On June 7, Beverly Hills voters will choose candidates for three City Council seats and the City Treasurer. The races have attracted huge interest from potential candidates, with 16 people starting the process to run since Feb. 14, according to City Clerk Huma Ahmed.
Of the 16, only three City Council candidates and two Treasurer candidates have officially qualified for the June ballot, according to Ahmed. That includes Councilmember Lester Friedman, Mayor Bob Wunderlich, and Planning Commissioner Andy Licht for City Council, and current City Treasurer Howard Fisher and City Treasurer candidate Jake Manaster.
The other 12 prospective candidates have pulled nomination papers from the Clerk’s Office and have until March 11 to submit the forms with 20 signatures by registered Beverly Hills voters.
Prospective candidates must also comply with complicated state election laws regulating spending and advertising, a process that involves numerous filings and the establishment of a separate bank account if a candidate intends on accepting contributions.

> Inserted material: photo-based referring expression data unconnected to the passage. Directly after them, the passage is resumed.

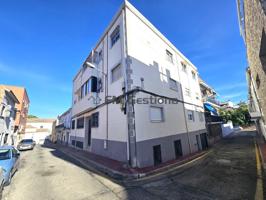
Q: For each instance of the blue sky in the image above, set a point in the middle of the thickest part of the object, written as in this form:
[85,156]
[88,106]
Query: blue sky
[43,43]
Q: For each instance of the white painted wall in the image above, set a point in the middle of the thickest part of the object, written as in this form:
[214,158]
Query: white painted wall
[147,49]
[35,134]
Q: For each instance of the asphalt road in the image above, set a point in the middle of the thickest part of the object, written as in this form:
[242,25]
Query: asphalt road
[228,172]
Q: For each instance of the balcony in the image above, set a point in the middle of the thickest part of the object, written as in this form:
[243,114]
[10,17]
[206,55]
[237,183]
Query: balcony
[211,100]
[213,118]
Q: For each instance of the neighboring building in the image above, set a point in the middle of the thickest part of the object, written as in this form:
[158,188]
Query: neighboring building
[214,122]
[8,111]
[134,62]
[22,109]
[39,129]
[252,21]
[63,127]
[228,105]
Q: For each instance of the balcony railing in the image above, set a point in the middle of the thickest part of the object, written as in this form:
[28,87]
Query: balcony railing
[211,100]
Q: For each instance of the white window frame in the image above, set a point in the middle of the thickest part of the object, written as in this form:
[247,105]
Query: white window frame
[187,92]
[192,114]
[162,114]
[201,116]
[117,65]
[184,67]
[115,35]
[175,86]
[169,56]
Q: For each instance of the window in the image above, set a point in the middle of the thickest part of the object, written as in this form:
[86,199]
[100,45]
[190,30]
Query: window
[115,36]
[201,118]
[193,75]
[184,67]
[156,114]
[116,73]
[169,56]
[190,115]
[80,123]
[95,120]
[173,84]
[197,96]
[187,92]
[73,124]
[258,81]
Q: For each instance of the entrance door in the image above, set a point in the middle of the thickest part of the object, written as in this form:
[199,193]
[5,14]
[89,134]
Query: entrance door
[198,144]
[89,132]
[157,154]
[204,141]
[178,149]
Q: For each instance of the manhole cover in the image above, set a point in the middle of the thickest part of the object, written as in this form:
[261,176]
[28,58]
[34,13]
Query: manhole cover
[224,161]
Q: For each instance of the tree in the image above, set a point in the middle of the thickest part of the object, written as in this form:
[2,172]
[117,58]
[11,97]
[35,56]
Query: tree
[239,116]
[32,116]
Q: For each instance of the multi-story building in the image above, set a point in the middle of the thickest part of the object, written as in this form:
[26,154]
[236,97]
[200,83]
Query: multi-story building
[252,21]
[22,110]
[63,126]
[8,111]
[136,98]
[39,129]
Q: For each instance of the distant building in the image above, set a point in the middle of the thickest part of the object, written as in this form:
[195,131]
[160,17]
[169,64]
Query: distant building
[228,105]
[211,107]
[39,129]
[22,109]
[8,102]
[63,126]
[252,21]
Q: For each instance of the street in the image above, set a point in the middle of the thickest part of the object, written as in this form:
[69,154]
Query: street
[228,172]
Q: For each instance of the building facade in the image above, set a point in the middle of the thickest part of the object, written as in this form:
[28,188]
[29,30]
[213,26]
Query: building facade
[8,112]
[252,21]
[214,122]
[39,129]
[129,94]
[22,109]
[63,126]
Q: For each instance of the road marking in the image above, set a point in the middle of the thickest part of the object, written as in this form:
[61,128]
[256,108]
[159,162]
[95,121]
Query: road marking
[259,187]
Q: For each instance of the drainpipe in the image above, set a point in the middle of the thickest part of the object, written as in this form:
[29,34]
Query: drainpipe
[184,111]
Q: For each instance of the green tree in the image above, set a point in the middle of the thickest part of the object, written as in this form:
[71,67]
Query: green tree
[239,116]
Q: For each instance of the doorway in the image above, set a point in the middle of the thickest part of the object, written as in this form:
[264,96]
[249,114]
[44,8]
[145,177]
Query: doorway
[157,156]
[178,149]
[198,142]
[89,132]
[204,141]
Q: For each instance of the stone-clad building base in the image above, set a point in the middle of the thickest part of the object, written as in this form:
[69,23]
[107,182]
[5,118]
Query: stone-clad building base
[145,149]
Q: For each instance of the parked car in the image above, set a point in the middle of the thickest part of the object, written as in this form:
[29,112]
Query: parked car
[9,161]
[26,144]
[2,181]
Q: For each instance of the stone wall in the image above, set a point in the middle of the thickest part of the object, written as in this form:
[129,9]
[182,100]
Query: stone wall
[255,24]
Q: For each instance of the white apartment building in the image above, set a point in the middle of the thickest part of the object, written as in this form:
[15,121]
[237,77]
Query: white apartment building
[39,129]
[62,128]
[134,62]
[8,100]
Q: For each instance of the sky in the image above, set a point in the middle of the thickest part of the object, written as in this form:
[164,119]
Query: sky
[44,42]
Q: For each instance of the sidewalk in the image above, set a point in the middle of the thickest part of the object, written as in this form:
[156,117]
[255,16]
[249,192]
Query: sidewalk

So far, only eight people have filed the necessary election finance paperwork with the Clerk’s Office.
“In comparison to 2020, it’s a lot of people who pulled [nomination] papers,” Ahmed told the Courier.
Six candidates pulled nomination forms in 2020. All six successfully qualified for the ballot, with Councilmember Julian Gold and Vice Mayor Lili Bosse declaring victory.
Historically, the largest number of candidates to have ever competed in a single City Council race is 13 in 1988. Within the last two decades, the field of candidates has only cracked 10 twice, with 12 candidates in 2001 and 11 in 2009.
Much of the surge in interest appears driven by concerns around public safety, Ahmed said. Beverly Hills saw an alarming spike in violent crime from 2019 to 2021.
“There’s interest in public safety,” she said. said. “Across the board, that’s huge.”
Ahmed cautioned that the field is still in flux. Debbie Blum, who had previously declared her intention to run for City Council, withdrew from the race within the last week, she said. For someone to receive nomination forms, they need only be a registered voter in Beverly Hills.
In addition to the City Council seats and the City Treasurer’s office, Beverly Hills voters will also have the opportunity to impose a limit of three terms on those same offices. The initiative generated controversy when it was placed on the ballot in February 2021, partially because of a perception among some residents that it targeted specific council members, but also because of a legally questionable provision that would apply the limits retroactively to terms already served.
Beverly Hills voters will also have the chance to weigh in on the selection of a replacement for the Los Angeles County Board of Supervisors seat soon to be vacated by Supervisor Sheila Kuehl, who is serving her second term. While the field of candidates vying for the spot could still change, announced candidates include West Hollywood City Councilmember Lindsey Horvath, State Sen. Bob Hertzberg, and State Sen. Henry Stern.